Aujourd'hui, même sur des projets qui font consensus, on dépense des dizaines de millions d'euros en conseils juridiques, en commissions diverses et en contrôles, pour se prémunir de tout recours. Entre un excès de protection environnementale et un développement local trop important, il faut trouver un juste équilibre. Je ne pense pas que nos concitoyens soient favorables à l'idée de vivre dans un écrin splendide pour y crever de faim !

Mettre en place une concertation régionale pour définir en commun une orientation, une vision et un contrôle du développement économique me semble être une bonne démarche. À condition d'y associer tous les services de l'État, parce que bien souvent les problèmes viennent de là !
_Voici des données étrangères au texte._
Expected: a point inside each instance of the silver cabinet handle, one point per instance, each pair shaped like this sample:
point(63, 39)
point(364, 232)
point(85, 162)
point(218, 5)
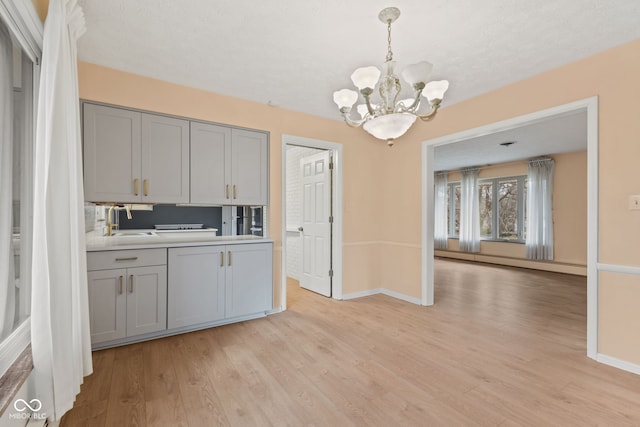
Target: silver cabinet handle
point(133, 258)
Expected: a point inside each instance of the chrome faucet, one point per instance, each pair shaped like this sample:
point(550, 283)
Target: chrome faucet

Il faut éviter également de se perdre dans des démarches de concertation à n'en plus finir, qui engendrent des pertes d'argent et de temps considérables, pour un résultat parfois médiocre. La concertation n'a pas empêché le projet portuaire de Port-la-Nouvelle d'être retardé par les recours intempestifs de quelques illuminés.

Sans parler de l'excès et de l'instabilité des règles, qui menacent sans cesse les projets d'aménagement. Le principal problème de la France réside dans sa volonté d'être en concurrence, sur les questions littorales, avec des pays comme l'Espagne ou l'Italie, qui n'ont pas une réglementation aussi stricte.

Je rappelle que les côtes du Languedoc-Roussillon n'ont pas été abîmées par les élus locaux, mais par l'État. Tous les projets de constructions hérétiques, comme La Grande-Motte, ont directement été portés par l'État. Et c'est ensuite sur les collectivités que l'État fait peser sa réglementation, au nom d'une protection de l'environnement qu'il a lui-même omis de respecter !

Je souhaite vraiment insister sur la formation des fonctionnaires, qui doivent accepter de prendre des risques dans l'intérêt global du territoire, au lieu de mesurer sans cesse les éventuelles conséquences sur leur carrière.

Enfin, j'attire votre attention sur le problème que peut poser l'hébergement des ouvriers, notamment agricoles, lors des pics saisonniers. La communauté d'agglomération du Pays de l'Or s'est saisie du problème mais est confrontée à une loi trop restrictive.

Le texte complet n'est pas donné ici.